Emerging evidence may suggest a possibility for a bidirectional relationship between aberrant Mt (aMt) and the endothelial glycocalyx (ecGCx) dysfunction and/or loss in endothelial cells, including brain endothelial cell(s) (BECs) and possibly other organs in obesity, insulin resistance (IR), leptin resistance (LR), metabolic syndrome (MetS), and type 2 diabetes mellitus (T2DM).
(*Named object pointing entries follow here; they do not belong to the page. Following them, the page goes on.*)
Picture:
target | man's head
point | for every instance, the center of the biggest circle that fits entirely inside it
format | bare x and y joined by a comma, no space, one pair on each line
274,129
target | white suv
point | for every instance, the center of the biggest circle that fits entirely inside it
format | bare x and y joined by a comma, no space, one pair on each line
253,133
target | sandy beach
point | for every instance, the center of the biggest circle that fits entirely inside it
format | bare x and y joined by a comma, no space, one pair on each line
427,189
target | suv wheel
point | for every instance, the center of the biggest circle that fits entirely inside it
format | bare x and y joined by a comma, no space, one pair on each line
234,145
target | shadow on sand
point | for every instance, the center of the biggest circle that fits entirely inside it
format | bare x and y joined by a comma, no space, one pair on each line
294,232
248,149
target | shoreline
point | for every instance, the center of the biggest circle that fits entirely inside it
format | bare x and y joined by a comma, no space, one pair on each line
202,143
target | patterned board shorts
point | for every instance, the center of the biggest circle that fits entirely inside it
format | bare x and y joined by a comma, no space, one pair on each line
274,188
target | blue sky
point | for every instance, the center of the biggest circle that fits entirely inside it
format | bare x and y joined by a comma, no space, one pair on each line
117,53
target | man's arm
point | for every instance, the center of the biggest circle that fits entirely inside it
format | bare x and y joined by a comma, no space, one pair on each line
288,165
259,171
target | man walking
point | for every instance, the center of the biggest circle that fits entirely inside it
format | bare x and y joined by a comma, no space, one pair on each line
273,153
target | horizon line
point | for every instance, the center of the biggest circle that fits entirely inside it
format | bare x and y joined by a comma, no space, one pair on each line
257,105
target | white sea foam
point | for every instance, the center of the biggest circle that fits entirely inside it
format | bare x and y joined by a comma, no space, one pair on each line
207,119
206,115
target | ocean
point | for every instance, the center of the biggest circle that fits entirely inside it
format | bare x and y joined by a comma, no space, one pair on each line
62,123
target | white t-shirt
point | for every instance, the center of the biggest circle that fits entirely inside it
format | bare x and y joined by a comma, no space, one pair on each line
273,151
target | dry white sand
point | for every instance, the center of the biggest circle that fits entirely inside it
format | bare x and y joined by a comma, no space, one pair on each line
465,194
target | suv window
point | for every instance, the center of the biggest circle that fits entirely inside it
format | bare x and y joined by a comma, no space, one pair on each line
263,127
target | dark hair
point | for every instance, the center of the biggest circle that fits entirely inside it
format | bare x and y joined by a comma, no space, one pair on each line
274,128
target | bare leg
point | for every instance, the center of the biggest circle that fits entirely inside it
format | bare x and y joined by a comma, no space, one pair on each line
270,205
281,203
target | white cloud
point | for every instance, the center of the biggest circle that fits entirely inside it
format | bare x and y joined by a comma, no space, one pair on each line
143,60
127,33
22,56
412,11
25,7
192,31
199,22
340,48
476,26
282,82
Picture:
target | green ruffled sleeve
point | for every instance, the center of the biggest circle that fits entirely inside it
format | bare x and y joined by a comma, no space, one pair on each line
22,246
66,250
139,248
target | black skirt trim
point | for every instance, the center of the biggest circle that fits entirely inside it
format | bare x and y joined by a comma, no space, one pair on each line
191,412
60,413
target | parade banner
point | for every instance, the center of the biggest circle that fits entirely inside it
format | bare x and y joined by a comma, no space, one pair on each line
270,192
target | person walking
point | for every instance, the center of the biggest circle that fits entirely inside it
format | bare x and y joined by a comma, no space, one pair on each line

This figure illustrates that there may be a bidirectional relationship between aMt and dysfunction, attenuation, and/or loss (shedding) of the brain BECs ecGCx. Note that this illustration establishes the role of oxidant stress—reactive oxygen species (ROS) in BECs and specifically mitochondrial ROS (mtROS) (left-hand box). Further, it establishes the important role of the dysfunctional attenuated and/or loss of the ecGCx in the brain (center box). Next, it establishes that obesity, IR, LR, impaired fasting glucose (IFG), impaired glucose tolerance (IGT), and overt T2DM are related to increased Mt fission, decreased mitophagy, and the accumulation of leaky aMt that leak mtROS (right-hand box). Further, this image depicts that these leaky aMt may be responsible for the attenuation and/or loss of the ecGCx (red-dashed arrows) and that, in turn, may result in the loss of the ecGCx that may contribute to an increase in aMt (black-dashed arrows). Importantly, mtROS superoxide or H₂O₂ could oxidize the essential tetrahydrobiopterin (BH4) cofactor that is absolutely essential for the eNOS enzyme to produce nitric oxide (NO) and result in eNOS uncoupling, which would ultimately result in decreased bioavailable NO. This bidirectional interaction could result in a vicious cycle, which could be interrupted by preventing the accumulation of aMt (improved mitophagy) or preventing the dysfunction, attenuation, and/or loss (shedding) of the ecGCx [38,59,60,61,62,63,64,65,66,67,68]. The asterisk signifies emphasis of complex III.